I wonder, I said, if you can remember what it was like before you came here to live.   I waited.   He continued looking at me and I thought past me and then asked,  which time before?   I drew breath and then said the one you remember best.   And he smiled at me and said the one where we were together before?   Where was that I asked.   He said, you know,  you know.   That’s why I choosed you this time.   We were bestest friends and I knowed how much you could help because we were bestest friends.

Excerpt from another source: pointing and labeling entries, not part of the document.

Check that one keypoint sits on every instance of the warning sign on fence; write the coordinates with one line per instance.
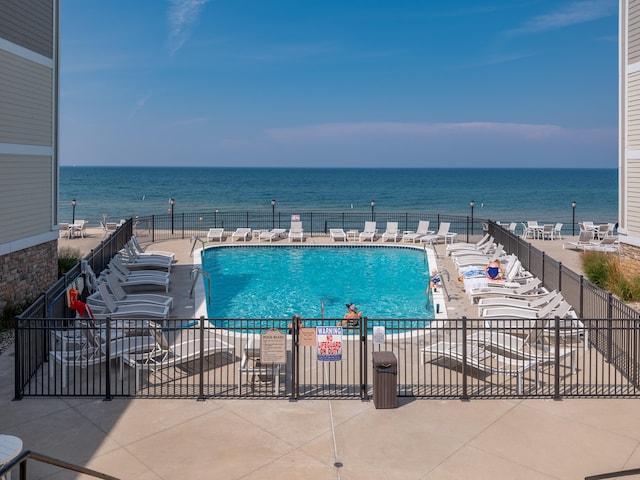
(329, 341)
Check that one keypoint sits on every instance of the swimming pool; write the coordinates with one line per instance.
(317, 281)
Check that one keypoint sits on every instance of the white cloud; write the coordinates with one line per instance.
(183, 14)
(390, 129)
(140, 104)
(571, 14)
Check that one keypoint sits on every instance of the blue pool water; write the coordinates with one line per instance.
(278, 282)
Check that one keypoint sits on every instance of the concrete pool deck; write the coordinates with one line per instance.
(255, 439)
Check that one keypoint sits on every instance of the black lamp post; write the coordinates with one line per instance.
(73, 209)
(172, 203)
(472, 204)
(273, 214)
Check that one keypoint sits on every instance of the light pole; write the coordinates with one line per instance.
(73, 209)
(273, 214)
(472, 204)
(172, 203)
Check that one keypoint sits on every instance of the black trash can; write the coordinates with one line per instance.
(385, 380)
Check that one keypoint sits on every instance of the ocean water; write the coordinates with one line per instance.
(505, 195)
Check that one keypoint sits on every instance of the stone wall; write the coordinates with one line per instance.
(26, 274)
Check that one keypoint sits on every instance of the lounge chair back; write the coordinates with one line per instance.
(423, 227)
(444, 229)
(115, 287)
(107, 298)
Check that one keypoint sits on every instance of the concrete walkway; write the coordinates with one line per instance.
(323, 439)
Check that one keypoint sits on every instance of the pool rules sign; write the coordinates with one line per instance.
(329, 344)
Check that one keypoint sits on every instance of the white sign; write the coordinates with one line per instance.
(329, 344)
(378, 335)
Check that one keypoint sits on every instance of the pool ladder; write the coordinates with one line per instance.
(195, 275)
(440, 273)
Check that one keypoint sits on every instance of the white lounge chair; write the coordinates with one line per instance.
(546, 311)
(123, 298)
(65, 230)
(132, 270)
(482, 360)
(134, 261)
(295, 232)
(606, 244)
(337, 234)
(485, 242)
(557, 230)
(530, 289)
(422, 230)
(138, 279)
(182, 349)
(241, 234)
(441, 234)
(511, 345)
(215, 234)
(391, 233)
(479, 259)
(126, 310)
(369, 232)
(271, 234)
(533, 303)
(92, 351)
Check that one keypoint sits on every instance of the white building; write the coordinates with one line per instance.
(28, 148)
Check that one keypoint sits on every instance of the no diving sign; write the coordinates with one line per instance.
(329, 343)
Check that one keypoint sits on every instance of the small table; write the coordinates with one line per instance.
(10, 448)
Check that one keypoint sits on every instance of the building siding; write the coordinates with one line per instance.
(26, 89)
(29, 24)
(28, 148)
(26, 186)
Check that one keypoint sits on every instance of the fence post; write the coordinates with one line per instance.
(609, 327)
(295, 335)
(107, 342)
(560, 276)
(581, 296)
(364, 394)
(465, 392)
(17, 378)
(201, 360)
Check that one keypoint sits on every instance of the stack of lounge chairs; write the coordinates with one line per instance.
(521, 325)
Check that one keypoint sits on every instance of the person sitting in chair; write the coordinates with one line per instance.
(352, 317)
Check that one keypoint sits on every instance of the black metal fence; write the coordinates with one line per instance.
(595, 356)
(187, 225)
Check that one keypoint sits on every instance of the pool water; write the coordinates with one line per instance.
(278, 282)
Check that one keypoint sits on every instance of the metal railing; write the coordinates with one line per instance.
(23, 459)
(189, 225)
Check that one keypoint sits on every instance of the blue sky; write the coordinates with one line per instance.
(339, 83)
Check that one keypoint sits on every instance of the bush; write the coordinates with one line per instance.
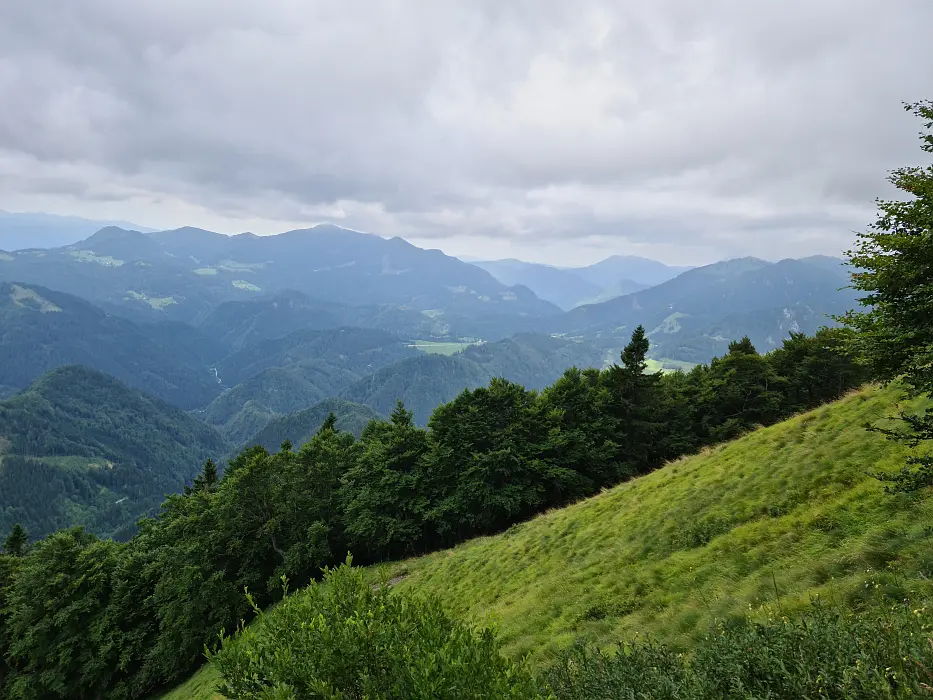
(827, 654)
(345, 639)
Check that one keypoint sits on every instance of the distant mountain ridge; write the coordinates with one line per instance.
(694, 316)
(37, 230)
(426, 381)
(299, 427)
(43, 329)
(568, 287)
(185, 273)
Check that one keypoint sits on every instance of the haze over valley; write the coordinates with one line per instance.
(413, 351)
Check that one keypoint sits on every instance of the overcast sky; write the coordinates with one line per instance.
(552, 130)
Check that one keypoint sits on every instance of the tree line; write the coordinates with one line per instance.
(92, 618)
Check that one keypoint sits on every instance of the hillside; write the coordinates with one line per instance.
(356, 350)
(251, 321)
(422, 383)
(561, 287)
(425, 382)
(761, 523)
(79, 447)
(693, 316)
(274, 391)
(755, 527)
(300, 426)
(33, 230)
(44, 329)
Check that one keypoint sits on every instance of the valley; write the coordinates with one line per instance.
(573, 476)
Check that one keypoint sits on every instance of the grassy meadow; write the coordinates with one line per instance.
(757, 527)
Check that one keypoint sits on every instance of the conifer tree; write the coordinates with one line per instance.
(634, 405)
(893, 267)
(17, 542)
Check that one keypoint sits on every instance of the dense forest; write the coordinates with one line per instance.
(86, 617)
(490, 458)
(80, 446)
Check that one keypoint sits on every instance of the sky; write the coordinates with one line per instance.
(553, 131)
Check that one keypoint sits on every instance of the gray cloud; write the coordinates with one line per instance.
(550, 129)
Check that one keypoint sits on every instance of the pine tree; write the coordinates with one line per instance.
(207, 479)
(17, 542)
(634, 406)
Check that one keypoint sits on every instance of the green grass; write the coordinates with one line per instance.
(157, 303)
(201, 686)
(439, 348)
(248, 286)
(88, 256)
(758, 527)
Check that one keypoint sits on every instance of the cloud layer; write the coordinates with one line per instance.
(546, 129)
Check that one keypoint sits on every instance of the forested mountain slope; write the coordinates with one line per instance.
(759, 527)
(299, 427)
(694, 316)
(762, 523)
(80, 447)
(357, 350)
(41, 329)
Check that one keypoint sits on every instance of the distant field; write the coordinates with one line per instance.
(439, 348)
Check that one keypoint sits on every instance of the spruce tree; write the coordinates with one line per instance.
(634, 406)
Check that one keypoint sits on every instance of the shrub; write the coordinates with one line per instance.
(343, 638)
(831, 654)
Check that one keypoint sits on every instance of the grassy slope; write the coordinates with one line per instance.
(755, 526)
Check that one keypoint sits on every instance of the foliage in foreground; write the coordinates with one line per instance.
(347, 639)
(893, 268)
(493, 457)
(829, 653)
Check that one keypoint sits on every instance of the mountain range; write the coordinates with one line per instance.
(186, 273)
(570, 287)
(197, 344)
(37, 230)
(79, 447)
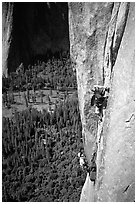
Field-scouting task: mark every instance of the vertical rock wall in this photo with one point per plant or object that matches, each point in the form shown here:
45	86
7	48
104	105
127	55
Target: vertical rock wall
102	47
7	20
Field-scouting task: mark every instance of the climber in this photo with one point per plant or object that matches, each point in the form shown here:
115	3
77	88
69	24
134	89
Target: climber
82	160
92	169
99	99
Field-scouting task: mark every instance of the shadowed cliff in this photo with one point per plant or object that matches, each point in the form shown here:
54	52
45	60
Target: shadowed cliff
37	32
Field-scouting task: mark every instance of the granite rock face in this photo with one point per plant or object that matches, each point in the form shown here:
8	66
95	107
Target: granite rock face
7	24
102	47
37	31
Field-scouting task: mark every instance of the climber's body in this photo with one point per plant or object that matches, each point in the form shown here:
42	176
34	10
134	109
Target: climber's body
99	99
91	169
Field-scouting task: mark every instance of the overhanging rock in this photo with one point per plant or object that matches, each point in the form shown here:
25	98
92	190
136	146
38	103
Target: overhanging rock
102	47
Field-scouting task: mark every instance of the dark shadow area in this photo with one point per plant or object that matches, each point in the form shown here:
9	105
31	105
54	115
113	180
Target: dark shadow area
40	31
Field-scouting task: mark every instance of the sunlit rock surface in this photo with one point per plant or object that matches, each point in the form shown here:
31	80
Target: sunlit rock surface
102	47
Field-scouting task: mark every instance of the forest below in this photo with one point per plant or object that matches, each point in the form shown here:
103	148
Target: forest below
40	148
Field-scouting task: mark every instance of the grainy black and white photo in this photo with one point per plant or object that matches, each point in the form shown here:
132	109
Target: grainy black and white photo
68	101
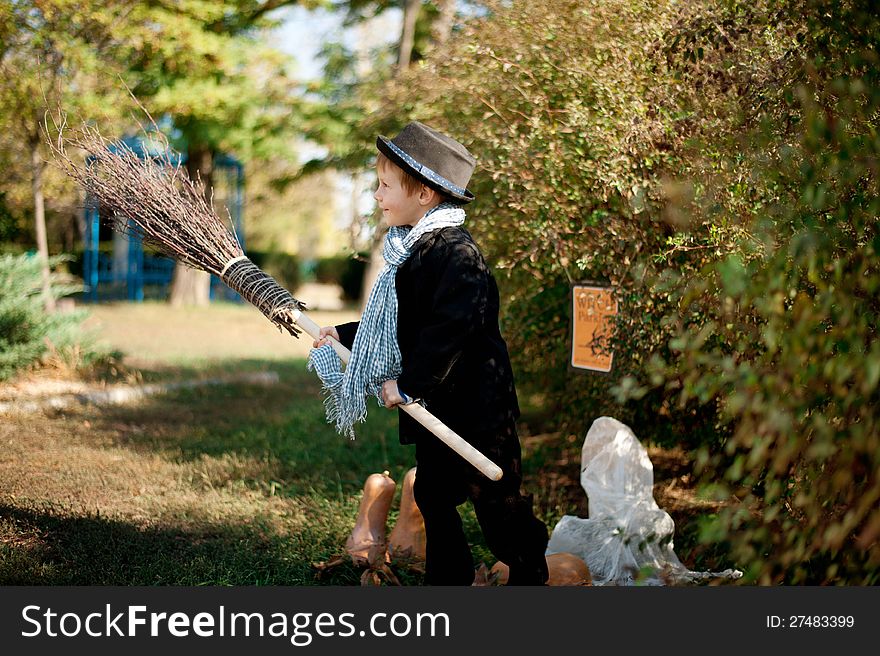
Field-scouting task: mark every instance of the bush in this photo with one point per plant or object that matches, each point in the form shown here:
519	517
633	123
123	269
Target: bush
715	163
27	333
343	270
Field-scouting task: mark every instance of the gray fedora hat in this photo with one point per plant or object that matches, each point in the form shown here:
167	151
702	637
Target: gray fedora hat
430	156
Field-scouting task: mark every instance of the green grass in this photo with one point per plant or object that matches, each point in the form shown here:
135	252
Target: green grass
231	484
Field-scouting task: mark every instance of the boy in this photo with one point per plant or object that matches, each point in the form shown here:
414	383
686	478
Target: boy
430	332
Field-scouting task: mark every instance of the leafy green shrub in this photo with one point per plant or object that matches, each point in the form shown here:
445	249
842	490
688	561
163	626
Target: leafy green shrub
27	333
715	163
786	343
343	270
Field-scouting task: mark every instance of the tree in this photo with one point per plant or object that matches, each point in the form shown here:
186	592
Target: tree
203	64
344	106
49	50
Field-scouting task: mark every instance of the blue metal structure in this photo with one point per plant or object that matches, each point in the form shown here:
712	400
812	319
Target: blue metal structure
145	270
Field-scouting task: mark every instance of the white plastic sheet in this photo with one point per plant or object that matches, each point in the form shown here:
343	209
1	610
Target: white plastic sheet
626	531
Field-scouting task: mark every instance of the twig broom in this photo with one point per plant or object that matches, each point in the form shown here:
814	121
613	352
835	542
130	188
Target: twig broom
156	200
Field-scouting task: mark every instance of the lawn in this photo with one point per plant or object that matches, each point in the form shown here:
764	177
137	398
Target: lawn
240	483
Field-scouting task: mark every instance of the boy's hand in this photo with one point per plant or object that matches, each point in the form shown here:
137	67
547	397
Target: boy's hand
391	396
324	333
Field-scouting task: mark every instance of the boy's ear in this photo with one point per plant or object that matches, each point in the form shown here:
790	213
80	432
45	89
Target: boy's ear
427	195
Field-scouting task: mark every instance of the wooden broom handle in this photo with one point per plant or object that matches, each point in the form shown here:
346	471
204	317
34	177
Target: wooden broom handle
452	439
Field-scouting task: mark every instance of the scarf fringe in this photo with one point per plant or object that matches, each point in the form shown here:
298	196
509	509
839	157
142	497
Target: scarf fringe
375	354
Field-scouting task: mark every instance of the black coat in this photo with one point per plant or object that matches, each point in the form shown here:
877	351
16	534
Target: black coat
454	357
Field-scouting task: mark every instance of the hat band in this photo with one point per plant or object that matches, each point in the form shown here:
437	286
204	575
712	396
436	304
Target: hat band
429	173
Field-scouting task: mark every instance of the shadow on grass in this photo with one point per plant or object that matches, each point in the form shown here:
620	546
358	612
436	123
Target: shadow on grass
52	548
282	427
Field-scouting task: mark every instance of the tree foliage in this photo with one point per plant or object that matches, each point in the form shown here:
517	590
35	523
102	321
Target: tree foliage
715	163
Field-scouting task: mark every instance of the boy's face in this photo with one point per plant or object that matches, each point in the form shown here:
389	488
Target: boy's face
399	207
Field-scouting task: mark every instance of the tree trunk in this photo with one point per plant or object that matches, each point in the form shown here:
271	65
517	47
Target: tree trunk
408	33
407	41
190	286
442	27
37	167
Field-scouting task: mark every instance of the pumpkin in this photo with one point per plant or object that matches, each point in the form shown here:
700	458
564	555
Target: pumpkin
366	545
564	569
407	540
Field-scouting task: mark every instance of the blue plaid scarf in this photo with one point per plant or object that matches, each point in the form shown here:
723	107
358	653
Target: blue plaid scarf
375	355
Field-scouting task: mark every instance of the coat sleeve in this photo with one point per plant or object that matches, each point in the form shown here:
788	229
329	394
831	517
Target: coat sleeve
456	313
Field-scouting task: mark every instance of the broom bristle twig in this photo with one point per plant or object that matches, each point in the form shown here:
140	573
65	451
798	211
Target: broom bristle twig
152	197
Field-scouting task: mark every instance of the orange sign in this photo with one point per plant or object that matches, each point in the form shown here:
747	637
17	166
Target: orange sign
593	312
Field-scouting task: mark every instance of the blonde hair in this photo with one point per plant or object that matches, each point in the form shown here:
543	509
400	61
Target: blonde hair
408	182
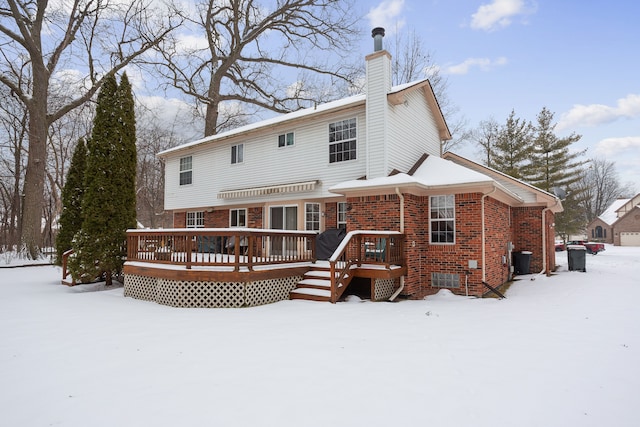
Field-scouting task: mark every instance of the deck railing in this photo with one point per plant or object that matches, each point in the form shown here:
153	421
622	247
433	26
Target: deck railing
385	248
226	247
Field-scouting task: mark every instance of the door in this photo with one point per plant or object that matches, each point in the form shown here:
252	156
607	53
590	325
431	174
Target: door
283	218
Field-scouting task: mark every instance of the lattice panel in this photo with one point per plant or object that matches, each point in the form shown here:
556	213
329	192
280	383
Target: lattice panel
270	291
383	288
140	287
180	293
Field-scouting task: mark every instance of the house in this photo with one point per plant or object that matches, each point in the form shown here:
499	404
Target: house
619	224
417	220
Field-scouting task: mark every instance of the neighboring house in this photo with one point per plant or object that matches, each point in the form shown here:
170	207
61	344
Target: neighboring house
368	162
619	224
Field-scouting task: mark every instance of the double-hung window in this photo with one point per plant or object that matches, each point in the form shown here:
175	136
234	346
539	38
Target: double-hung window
195	219
342	215
342	141
442	219
237	153
312	216
238	218
186	170
285	140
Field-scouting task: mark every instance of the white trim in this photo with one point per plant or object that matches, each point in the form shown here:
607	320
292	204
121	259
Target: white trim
296	187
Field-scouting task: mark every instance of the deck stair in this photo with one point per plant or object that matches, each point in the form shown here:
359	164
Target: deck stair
316	284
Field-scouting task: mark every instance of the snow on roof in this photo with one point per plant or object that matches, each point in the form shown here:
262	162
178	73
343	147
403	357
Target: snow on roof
433	172
610	216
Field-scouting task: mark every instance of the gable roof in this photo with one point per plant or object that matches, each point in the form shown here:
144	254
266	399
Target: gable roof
395	96
610	215
529	193
434	174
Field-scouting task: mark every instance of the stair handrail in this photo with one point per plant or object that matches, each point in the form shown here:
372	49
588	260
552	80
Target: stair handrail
340	253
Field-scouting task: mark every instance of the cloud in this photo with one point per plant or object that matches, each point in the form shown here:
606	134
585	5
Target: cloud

Where was that I asked again.   He said in that cold place where we had to hold hands so our fingers could be warm.   Who was there with us I asked and he searched my face.   He was reading me I thought and then wondered why.  He said it was a hard time and this time would be better.   Why was it a hard time I asked and he said because our bodies were broked and sick.   This time he said we are not broke so we can go outside and play.   We were too old and broked last time and the cold hurt when we breathhhhddd.   How do you remember that I asked and why do you remember.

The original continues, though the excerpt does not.